Of course, the S-Pen makes its way into the photo functionality as well. Samsung has updated the photo album feature to allow you to select a number of photos at once, then tap on a single selected photo, and drag all the photos at once into a pre-made album folder. Also, in the gallery view, you can use the S-Pen to hover over a gallery and see a sampling of pictures inside.
We weren’t able to take our test unit outside, so the only photos we were able to snap were in a fairly dark room. Still, the 8-megapixel rear camera performed well enough, though the pictures were nothing to write home about. The Note 2 also includes a 1.9-megapixel front-facing camera for video chat, which we tested out briefly. It works! Moving along…
Specs and use
As mentioned, the hardware specs for the Note 2 are about as solid as you can get. They are as follows:
- 5.5-inch screen
- 16:9 aspect ratio (which is much improved over the weird shape of the Note 1)
- 720p Super AMOLED Plus screen
- Samsung Exynos 1.6GHz CPU (which Samsung says is 20 percent faster than any other phones)

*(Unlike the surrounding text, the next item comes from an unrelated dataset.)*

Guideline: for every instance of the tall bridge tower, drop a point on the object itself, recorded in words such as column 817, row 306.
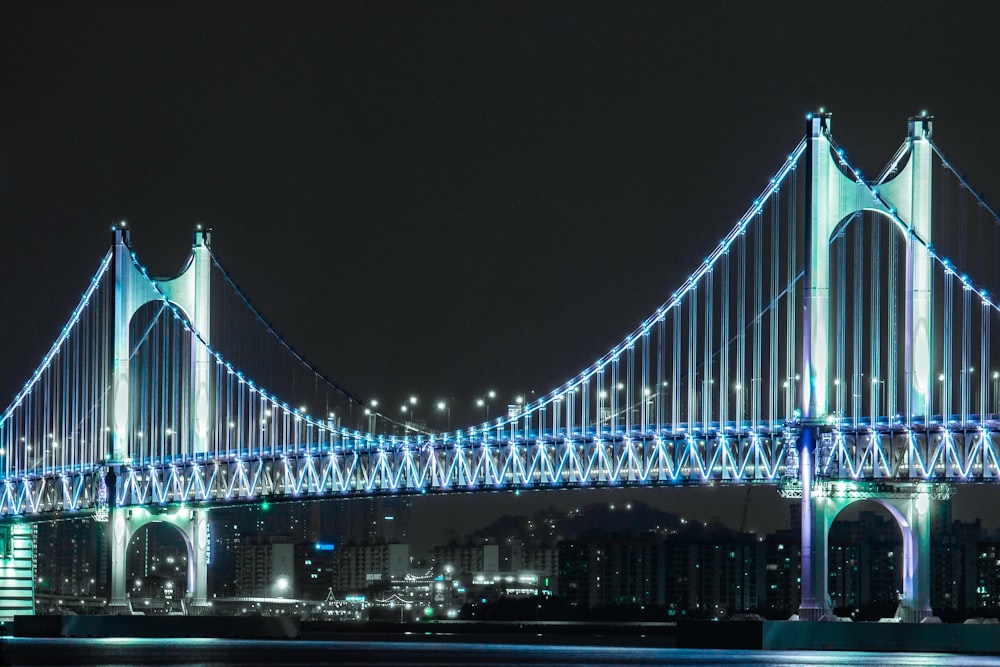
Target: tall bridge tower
column 189, row 291
column 831, row 204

- 3100mAh Battery (25 percent bigger than the original Note, and gives you a “day’s worth” of talk time, according to Samsung)
- 16/32/64 GB storage
- 2GB RAM
- Two colors (marble white, titanium grey)
Samsung was quick to point out the units we tested were not 100 percent complete, and it showed. We tried out a number of different units, and each one experienced a glitch at some point in our use. However, when that wasn’t happening (and, to be fair, it wasn’t a huge problem), the phone ran fantastically well — as smooth as could be. Videos played well. Apps opened and closed with ease. And all the S-Pen functionalities were spot on.
We didn’t get to see any third-party apps for the Note 2, but Samsung assures us that there are about 50 apps that are specifically made for use with the S-Pen. And the company is currently courting “select” developers to make apps for the device. (Photoshop Touch was the one they mentioned.) Still, we’d really like to more of the apps available before calling this one a homerun.
Odds & Ends
One of the new, random features added to the Note 2 is Samsung’s Web Everywhere functionality, which allows you to view a snapshot of a website just by click on a link (in an email, for instance). Samsung smartly made Web Everywhere a feature that you can decide to use each time you click a link, or set up so that it always (or never) happens. This was definitely interesting, and good for people who get sent random links on a regular basis, but we have a feeling we’d set this one to “off,” despite its potential usefulness.
The Note 2 is a clear improvement over the Note 1, both in feel and functionality — though it’s hard for us to say whether the Note 2 itself is that much better, or if we’ve just become used to the massive form factor. The S-Pen and photo apps are easily the stars of the show, as is the Note 2’s smooth running functionality. All said, we’re excited to get a bit more time with this device, so we can decide whether we were simply in an optimistic mood when we had our first go.